We’re entering a new season in our homeschooling life: early elementary! We’ve had many different routines for our days in the last 7 years of homeschooling, and each one brought benefits to the needs we had at the time. Currently, our routine needs to work around nap time, constant (literally constant) cleanup from little hands exploring (and destroying) the house, and short attention spans.
Now that my oldest daughter is basically just a visiting face between school, work, and time with her dad, what do our days look like with a 5, 3, and 1.5 year old at home?
Our Homeschool Kindergarten Routine
As soon as the kids get up, we are making breakfast. As much as I want to get up and stay up before they do, that just doesn’t happen. Maybe someday I’ll grow up and be able to get out of bed before it’s absolutely necessary. Aamina (5 years old) can make some simple breakfasts herself, like yogurt with honey and granola, or reheating oatmeal that Dad might have made earlier, so this task is starting to move off my hands, but generally the littles require me to be up and cooking breakfast.
Over the summer we have started building the habit of putting away clean dishes after breakfast and cleaning up the table as soon as we are done. I’m working on making sure this gets engrained as a habit with the kids so it becomes natural and needs less prompting on my part. As this chore becomes easier, I’ve been adding in other small chores in the morning, like wiping down bathroom counters, or picking up a room in the house.
Chores right away in the morning sounds great, but I imagine this could eat up days when the kids aren’t motivated. We’ll see where this ends up. I’m sure it’ll move 100 times before the kids are adults.

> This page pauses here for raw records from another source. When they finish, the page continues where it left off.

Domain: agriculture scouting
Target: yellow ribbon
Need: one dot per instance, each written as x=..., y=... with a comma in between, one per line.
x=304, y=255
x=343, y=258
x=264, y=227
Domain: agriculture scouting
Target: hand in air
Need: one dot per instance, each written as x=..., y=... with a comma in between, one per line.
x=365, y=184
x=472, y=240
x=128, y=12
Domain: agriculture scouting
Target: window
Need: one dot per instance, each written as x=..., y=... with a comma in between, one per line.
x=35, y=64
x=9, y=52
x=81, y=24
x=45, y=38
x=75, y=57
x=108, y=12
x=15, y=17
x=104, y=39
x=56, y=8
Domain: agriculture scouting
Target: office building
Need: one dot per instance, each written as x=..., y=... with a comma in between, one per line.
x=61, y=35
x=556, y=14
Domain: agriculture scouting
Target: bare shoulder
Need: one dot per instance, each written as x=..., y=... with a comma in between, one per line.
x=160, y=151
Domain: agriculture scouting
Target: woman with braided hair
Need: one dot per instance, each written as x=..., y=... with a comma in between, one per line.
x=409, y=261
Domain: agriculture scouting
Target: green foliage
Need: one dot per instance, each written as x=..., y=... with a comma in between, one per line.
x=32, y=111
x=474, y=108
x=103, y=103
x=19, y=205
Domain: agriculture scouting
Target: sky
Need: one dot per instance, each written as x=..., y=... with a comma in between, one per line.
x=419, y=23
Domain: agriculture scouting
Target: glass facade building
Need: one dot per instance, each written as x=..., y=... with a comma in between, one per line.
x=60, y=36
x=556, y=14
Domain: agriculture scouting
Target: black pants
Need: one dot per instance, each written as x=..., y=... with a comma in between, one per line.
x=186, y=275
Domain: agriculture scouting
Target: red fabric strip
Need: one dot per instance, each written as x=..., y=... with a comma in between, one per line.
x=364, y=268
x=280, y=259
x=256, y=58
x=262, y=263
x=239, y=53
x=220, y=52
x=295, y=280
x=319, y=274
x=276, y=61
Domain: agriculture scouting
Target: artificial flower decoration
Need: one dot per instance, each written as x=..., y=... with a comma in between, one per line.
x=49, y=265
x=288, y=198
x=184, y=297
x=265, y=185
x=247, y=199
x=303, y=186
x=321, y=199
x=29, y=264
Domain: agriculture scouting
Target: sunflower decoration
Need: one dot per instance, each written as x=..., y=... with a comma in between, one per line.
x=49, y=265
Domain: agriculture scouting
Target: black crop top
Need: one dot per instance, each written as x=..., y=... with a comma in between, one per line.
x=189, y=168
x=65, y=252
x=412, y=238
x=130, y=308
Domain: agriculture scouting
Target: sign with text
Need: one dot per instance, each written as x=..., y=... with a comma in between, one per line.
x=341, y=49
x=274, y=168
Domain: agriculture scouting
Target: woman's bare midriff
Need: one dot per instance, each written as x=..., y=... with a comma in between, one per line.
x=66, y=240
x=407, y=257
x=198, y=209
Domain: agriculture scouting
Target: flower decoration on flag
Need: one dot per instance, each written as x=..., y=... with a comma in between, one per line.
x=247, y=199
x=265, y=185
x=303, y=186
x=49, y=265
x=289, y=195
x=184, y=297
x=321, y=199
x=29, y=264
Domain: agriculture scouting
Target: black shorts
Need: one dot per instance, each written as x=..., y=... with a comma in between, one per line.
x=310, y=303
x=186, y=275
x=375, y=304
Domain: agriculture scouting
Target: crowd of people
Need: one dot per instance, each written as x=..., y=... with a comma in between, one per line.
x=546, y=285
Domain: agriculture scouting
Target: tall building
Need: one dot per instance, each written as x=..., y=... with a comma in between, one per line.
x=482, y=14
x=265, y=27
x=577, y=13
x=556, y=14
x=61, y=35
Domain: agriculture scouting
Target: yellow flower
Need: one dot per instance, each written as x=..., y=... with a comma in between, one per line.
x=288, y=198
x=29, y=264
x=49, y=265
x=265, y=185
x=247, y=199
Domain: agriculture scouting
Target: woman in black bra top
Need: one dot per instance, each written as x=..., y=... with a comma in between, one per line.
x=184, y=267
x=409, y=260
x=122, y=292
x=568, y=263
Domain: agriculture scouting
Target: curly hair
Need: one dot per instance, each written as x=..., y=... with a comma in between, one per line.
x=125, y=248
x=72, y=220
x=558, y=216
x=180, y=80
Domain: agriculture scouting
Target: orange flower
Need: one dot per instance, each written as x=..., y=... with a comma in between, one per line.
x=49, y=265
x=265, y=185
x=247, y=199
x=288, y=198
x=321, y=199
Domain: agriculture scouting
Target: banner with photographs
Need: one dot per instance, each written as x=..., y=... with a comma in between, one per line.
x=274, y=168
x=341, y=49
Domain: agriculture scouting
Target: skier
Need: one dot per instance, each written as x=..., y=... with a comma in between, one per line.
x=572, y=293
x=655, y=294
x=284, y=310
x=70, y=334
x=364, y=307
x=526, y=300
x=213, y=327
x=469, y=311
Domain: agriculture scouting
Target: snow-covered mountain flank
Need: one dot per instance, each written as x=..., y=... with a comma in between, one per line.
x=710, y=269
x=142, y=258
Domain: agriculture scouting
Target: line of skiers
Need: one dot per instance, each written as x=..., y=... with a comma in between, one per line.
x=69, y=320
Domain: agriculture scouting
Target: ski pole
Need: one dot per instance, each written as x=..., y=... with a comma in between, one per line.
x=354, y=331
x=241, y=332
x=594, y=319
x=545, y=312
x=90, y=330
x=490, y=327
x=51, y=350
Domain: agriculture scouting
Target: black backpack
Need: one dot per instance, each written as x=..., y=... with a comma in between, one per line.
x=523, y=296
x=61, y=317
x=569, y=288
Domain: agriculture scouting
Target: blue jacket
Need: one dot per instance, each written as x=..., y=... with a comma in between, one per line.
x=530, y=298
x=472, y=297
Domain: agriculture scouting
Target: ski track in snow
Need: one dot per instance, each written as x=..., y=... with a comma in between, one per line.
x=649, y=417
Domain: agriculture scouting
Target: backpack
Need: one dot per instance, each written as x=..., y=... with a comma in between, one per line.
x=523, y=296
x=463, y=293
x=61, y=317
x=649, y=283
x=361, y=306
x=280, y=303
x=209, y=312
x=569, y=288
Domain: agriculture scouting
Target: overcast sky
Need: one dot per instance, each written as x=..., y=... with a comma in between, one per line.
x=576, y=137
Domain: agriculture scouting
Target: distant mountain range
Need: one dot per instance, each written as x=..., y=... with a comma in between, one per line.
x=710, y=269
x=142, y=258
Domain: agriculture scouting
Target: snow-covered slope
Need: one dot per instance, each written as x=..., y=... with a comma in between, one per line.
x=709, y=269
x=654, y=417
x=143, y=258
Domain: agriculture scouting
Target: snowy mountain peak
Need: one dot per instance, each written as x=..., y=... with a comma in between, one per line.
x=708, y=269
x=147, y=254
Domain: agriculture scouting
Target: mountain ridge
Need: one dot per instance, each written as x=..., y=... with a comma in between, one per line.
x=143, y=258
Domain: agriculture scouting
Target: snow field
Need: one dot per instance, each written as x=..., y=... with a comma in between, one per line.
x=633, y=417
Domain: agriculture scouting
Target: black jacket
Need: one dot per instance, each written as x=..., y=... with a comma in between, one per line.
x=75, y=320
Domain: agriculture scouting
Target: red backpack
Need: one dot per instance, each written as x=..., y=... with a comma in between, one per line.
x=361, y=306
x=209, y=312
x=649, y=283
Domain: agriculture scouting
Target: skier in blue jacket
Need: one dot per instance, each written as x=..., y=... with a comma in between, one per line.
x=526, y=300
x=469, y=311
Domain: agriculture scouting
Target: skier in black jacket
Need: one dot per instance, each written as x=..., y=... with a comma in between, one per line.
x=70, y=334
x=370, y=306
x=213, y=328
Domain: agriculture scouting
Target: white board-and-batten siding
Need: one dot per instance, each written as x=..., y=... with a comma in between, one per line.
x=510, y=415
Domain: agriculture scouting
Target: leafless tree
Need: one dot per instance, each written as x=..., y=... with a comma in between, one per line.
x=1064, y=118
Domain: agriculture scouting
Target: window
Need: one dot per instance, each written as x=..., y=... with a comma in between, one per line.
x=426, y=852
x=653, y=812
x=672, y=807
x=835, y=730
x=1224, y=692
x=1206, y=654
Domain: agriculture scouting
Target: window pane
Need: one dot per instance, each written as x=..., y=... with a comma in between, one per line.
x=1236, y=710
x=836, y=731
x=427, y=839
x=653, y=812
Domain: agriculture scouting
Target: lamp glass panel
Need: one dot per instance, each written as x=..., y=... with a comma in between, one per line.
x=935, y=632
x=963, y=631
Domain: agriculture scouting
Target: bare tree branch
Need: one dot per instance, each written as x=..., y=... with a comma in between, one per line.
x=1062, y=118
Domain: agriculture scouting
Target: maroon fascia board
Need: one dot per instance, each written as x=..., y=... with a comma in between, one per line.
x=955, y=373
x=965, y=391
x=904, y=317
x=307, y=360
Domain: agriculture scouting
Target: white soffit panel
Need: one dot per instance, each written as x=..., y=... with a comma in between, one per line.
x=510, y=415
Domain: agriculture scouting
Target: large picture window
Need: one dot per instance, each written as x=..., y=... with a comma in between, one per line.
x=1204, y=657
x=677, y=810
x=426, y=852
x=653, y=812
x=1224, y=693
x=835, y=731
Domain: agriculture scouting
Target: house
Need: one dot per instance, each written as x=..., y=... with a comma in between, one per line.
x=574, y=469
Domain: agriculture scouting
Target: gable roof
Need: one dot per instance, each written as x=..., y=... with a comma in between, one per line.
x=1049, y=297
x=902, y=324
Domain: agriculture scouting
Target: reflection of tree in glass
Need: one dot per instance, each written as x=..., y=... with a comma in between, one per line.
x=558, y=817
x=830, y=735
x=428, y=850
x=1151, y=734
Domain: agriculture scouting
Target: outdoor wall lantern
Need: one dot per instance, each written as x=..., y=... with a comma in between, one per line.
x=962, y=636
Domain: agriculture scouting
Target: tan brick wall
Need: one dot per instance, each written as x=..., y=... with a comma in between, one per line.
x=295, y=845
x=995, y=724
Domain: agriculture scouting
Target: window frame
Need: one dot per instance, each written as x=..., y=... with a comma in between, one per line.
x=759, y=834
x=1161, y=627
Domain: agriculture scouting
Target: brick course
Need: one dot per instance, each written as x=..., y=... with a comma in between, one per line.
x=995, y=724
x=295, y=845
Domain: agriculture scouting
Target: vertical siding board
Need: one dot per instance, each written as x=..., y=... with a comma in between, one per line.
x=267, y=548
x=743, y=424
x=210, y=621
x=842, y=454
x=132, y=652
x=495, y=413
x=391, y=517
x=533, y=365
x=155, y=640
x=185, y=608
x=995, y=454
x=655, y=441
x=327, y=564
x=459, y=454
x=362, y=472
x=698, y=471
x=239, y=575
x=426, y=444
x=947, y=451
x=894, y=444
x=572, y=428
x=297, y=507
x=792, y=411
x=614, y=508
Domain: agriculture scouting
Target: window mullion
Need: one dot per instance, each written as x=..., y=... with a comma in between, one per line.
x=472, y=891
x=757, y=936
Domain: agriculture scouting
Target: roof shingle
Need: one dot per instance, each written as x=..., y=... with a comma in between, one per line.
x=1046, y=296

One thing that motivates the kids to finish their chores in a timely manner is we can dig into our morning basket as soon as they’re done. The morning basket is fairly new to our routine, but has been a big hit so far. Here’s what you can find in our morning basket lately:
- One book of each child’s choosing that I will read aloud
- One book of my choosing, normally an educational book
- Our Arabic flashcards, currently covering colors and numbers
- The du’a we are currently working on memorizing
- Easy reader books that I offer for Aamina to read aloud, and if she declines, I will read it aloud instead
In total, our morning basket usually takes about 15 minutes, which is about all I can hope for in terms of attention span with Amatullah and Salihah (3.5 and 1.5 years).
Open morning time
If we have errands to run, I like to get them done in the morning, otherwise it’s too hard to squeeze them in after naptime and before dinner. If we don’t have any errands, or activities that we are heading out to, this is time for me to get some cleaning done and the kids to have some free play. Some activities I try to cycle through in our morning time are:
- Local play groups
- Library visits
- Visiting parks on our own
- Nature center classes
- Museum visits
I really try to have lunch at home because packing up food for four people is just an added chore, so most days I try to only have an out-of-home activity either in the morning or the afternoon, but not both. As the kids get older and packing lunches can be delegated a bit more, I hope to allow for more full day outings.
Open afternoon time
A couple days a week we go out after lunch for meet ups with other homeschoolers, but generally we stay home and let Salihah take a nap. While Salihah is napping, we break out any books for more formal school work like math, handwriting, art projects or phonics. We have not yet formed a routine in how we choose which subjects we do. For now I’ve just been letting the kids choose what they want to work on and we’ll assess the how effective that is as time goes on.
Afternoon wrap up
Around 3pm I hit a lull every day and usually find ways for us to each have some alone time. Aamina and Amatullah might take turns playing Reading Eggs, or have free play time, sometimes I’ll insist they spend some time in separate rooms so they can have a break from each other. Dinner prep usually starts around this time, which means all school efforts end. I learned in our first year of homeschooling that I just don’t have it in me to continue with school stuff after dinner. Even as I consider a more unschooling model, the most I can do after dinner time is a read aloud.
Kindergarten is intentionally very casual, and the aim right now is to build routines that will be the foundation for future success in our homeschool, in sha Allah.